It doesn’t matter what the cost, the level of customer service or amount of data we you can provide a customer, what matters most of all is the quality of said data. The only way to ensure quality is to focus on the research process from start to finish. A marketing database could run into the millions in terms of number of contacts and have 100% market coverage, but if the selection criteria are not adequately matched to the individual contact, it simply will not be effective marketing-wise.
The IBIS Worldwide Academic and Library File was created and designed ‘specifically’ for the use of academic publishers in their marketing. Everything about it in terms of available selections has always had the customers’ marketing needs front and centre. The subject areas covered accurately reflect what is being taught and studied in higher education and whilst there may always be some gaps (as we try to catch up with areas of research as they filter into the syllabus), we are constantly striving to plug them.
The collaborative nature of the research process helps greatly with this, as the research team can deal directly with individual academics, answer their questions and create accurate and meaningful profiles for each one. The more accurate the profile of the academic in terms of whether their subject areas truly match their interests is key to this. As is, recency – its no point having a perfect record if that person is no longer at that particular institute. IBIS is updated on a weekly basis with new contacts, but it doesn’t stop there. Opt-outs and hard bounces to our email campaigns are flagged up on a daily basis, combined with a regular process of re-questionnairing ageing data on a rolling basis. Between what WE do and what YOU do with your email campaigns, the data is as clean as it could feasibly be. Every opportunity to clean and update the data is taken.
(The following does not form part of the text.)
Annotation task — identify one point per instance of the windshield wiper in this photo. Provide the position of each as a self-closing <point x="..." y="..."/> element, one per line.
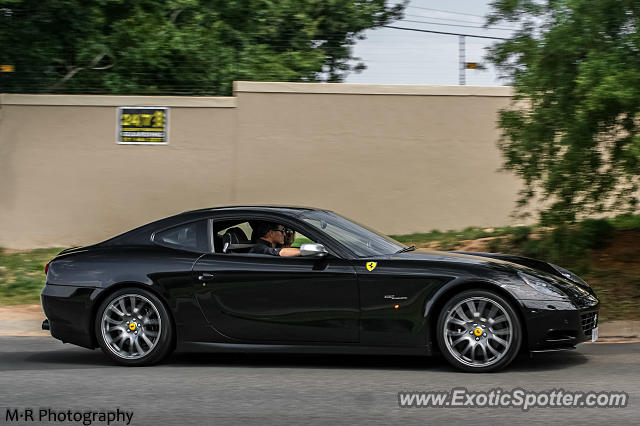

No matter what kind of database you manage (or use as a customer), many of these steps have to be taken to ensure you have a viable and useful product that will add value to your customers’ business concerns. We’ve always believed that the key to providing this is by proper and effective research – done by professionals (not transient, temporary staff) who know what the end result of their work should be and are proud of the accuracy of their data. Hopefully, you the customer can see the results of all this effort and appreciate the work that goes into it.